Methods: One hundred and eighty-five patients with pneumonia and 52 healthy controls were enrolled. Serum MMP3, neutrophil gelatinase-associated lipocalin (NGAL), interleukin 6 (IL-6), procalcitonin (PCT), and C-reactive protein (CRP) concentrations were measured at admission. The patients were followed up for 90 days.

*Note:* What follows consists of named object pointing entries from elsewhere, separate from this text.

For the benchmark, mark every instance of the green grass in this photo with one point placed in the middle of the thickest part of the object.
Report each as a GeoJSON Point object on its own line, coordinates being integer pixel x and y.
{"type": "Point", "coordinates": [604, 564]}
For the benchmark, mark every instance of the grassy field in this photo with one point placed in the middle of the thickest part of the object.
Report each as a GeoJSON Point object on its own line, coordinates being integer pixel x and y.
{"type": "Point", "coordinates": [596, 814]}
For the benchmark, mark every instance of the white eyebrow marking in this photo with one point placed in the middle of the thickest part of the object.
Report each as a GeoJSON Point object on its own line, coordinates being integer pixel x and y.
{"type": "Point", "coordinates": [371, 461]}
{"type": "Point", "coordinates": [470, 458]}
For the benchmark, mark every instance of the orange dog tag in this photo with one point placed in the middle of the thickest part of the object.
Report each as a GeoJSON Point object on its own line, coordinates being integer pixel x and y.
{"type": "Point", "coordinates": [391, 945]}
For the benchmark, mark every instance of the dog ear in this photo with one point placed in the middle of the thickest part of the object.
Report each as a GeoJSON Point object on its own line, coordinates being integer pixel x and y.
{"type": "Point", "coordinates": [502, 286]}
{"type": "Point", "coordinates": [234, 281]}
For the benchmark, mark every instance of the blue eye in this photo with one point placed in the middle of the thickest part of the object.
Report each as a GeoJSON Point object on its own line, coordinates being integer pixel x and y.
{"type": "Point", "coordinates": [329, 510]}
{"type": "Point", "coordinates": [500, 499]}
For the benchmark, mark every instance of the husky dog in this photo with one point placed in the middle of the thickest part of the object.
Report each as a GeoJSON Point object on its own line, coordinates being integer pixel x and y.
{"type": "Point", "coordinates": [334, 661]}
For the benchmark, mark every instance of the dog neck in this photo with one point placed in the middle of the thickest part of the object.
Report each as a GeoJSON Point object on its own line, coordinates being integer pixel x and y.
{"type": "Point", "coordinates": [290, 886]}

Results: Compared with healthy controls, the concentrations of MMP3, NGAL, and IL-6 at admission were significantly higher in patients with pneumonia (p < 0.05). The median concentrations of MMP3, NGAL, and IL-6 were significantly higher in the patients with severe pneumonia than the group of non-severe pneumonia (p < 0.05). Compared with PCT (AUC = 0.778), CRP (AUC = 0.719), and IL-6 (AUC = 0.726), MMP3 (AUC = 0.846) and NGAL (AUC = 0.826) had significantly higher AUC values for distinguishing the severity of pneumonia. The ROC of the combination of MMP3, neutrophil to lymphocyte ratio (NLR), and D-dimer showed the best performance of predicting pneumonia severity, which gave an AUC of 0.956. The AUC of MMP3 (0.950) for predicting mortality was highest, followed by NLR (AUC = 0.945), D-dimer (AUC = 0.938), and NGAL (AUC = 0.913). Multivariable logistic regression analysis showed MMP3, D-dimer, and NLR were the independent predictors of hospital mortality in patients with pneumonia. Patients with MMP3 concentration > 124.3 ng/mL had a significantly higher risk of mortality (p < 0.05).
Conclusions: MMP3 is a valuable biomarker in assessment of the severity and prediction of mortality in patients with pneumonia.